MICHAEL ORESKES, HEAD OF NEWS, NPR: Yes. We actually hunted around to see if we could find a previous trip by any president of either party and we really couldn't. This is quite unusual. You've got to ask if it's serving his interests. It certainly doesn't seem to be serving the public interest in terms of understanding the president's points of view and positions.

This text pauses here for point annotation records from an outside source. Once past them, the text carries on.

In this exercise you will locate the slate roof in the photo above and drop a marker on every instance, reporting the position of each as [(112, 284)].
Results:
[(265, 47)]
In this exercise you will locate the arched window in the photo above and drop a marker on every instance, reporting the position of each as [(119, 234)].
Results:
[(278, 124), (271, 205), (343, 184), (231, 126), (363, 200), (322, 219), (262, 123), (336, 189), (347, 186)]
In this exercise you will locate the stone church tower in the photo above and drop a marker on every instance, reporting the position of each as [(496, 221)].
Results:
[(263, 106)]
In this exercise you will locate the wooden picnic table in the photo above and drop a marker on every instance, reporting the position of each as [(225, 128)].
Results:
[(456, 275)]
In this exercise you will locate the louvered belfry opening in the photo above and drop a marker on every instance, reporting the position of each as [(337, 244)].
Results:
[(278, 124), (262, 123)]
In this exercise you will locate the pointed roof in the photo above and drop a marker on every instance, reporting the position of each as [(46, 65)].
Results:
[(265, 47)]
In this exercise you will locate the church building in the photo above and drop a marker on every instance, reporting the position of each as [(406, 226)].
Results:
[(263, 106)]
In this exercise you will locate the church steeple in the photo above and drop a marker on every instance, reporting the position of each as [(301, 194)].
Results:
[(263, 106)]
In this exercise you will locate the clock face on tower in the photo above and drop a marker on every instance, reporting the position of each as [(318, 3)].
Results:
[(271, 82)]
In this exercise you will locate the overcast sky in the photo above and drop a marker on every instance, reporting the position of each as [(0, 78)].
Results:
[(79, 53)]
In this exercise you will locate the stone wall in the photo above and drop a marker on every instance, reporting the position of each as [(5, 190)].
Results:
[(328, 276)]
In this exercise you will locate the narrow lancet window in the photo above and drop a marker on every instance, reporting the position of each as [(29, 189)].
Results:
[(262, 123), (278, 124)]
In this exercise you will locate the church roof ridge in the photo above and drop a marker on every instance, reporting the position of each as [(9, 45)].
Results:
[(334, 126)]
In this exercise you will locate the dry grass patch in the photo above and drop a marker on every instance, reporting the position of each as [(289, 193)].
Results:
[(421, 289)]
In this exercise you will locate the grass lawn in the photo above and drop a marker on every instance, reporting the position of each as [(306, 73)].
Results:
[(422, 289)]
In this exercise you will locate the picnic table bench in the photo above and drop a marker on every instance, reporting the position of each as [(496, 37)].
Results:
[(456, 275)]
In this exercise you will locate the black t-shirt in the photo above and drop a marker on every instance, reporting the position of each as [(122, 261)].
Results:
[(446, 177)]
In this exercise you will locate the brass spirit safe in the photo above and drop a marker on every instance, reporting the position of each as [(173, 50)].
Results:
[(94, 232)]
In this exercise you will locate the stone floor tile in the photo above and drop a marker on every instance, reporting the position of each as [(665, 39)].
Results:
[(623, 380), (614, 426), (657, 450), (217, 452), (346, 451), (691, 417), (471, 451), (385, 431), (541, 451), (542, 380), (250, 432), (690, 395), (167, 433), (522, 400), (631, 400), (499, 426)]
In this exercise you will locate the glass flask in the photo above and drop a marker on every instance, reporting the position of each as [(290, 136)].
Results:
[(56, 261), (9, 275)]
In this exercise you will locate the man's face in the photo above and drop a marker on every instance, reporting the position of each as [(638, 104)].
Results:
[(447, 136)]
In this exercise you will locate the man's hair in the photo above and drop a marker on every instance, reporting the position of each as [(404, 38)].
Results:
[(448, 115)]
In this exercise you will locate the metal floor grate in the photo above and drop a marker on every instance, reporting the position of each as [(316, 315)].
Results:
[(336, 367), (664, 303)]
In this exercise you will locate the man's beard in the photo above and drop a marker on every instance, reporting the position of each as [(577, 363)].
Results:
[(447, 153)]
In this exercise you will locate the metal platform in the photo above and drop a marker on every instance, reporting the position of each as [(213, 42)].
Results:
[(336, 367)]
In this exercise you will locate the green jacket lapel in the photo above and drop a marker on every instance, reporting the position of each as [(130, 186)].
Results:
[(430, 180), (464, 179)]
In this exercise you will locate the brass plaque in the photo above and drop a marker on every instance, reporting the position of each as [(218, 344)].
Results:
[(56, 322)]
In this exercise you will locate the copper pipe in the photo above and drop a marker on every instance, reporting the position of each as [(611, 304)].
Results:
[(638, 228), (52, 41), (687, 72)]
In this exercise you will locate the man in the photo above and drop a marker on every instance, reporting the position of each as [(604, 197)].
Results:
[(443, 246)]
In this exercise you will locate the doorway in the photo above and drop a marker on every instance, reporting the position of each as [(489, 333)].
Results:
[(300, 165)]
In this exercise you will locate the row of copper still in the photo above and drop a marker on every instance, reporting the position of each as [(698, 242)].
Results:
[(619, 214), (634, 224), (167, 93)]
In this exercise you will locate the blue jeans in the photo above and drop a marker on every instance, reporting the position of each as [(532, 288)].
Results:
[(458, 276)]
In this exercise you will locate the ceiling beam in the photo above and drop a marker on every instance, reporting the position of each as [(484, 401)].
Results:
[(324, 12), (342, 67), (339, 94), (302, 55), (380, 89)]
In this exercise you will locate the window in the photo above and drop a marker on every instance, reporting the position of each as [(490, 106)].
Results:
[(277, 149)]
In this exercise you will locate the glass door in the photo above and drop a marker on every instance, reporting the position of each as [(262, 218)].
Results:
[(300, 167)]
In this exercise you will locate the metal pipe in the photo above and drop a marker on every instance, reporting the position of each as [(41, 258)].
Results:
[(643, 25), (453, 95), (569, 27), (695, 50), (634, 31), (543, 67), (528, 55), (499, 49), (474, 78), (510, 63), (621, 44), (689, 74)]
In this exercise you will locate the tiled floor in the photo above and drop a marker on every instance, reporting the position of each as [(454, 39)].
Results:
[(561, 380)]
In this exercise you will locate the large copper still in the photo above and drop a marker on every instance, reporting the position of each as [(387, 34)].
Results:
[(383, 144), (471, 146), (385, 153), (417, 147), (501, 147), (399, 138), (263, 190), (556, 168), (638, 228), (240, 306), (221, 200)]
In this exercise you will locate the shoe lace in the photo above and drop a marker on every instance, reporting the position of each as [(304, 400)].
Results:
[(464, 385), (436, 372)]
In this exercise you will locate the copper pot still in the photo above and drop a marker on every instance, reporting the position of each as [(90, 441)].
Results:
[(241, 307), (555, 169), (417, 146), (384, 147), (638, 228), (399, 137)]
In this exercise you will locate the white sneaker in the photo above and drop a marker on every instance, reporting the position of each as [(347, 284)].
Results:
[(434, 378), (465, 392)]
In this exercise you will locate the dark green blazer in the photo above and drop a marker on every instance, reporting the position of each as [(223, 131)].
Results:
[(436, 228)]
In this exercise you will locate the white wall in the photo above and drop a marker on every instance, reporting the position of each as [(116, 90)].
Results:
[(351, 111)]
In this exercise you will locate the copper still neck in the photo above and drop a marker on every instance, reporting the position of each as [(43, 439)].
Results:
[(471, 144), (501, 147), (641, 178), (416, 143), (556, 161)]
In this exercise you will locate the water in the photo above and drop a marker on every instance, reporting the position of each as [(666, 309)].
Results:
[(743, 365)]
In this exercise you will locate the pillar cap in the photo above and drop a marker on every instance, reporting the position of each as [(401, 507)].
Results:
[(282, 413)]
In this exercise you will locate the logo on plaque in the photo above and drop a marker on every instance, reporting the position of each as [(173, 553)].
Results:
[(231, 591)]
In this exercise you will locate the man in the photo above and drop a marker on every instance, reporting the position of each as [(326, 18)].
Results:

The whole administration from tweets to lack of public access to things like press conferences seems to be all about trying to keep control of a message that's rapidly slipping out of their hands.
SESNO: April, we're about data these days. So, we did data digging to see how this measures up. And CNN White House producer Allison Malloy tallied the president's interaction with the press corps on the trip, and here's what she found.
APRIL RYAN, WHITE HOUSE CORRESPONDENT, AMERICAN URBAN RADIO NETWORKS: Yes.
SESNO: There were 25 public appearances. Many of them sort of pool environments. Pool reporters asked five questions. The president answered two questions. No news conferences.
How did it break down? The president addressed a question about classified intelligence with a Russian in a 12-second sound byte, reflected on his meeting with the pope for 17 seconds for a grand total of 29 seconds of responding to questions over a 9-day trip. What do you make of it?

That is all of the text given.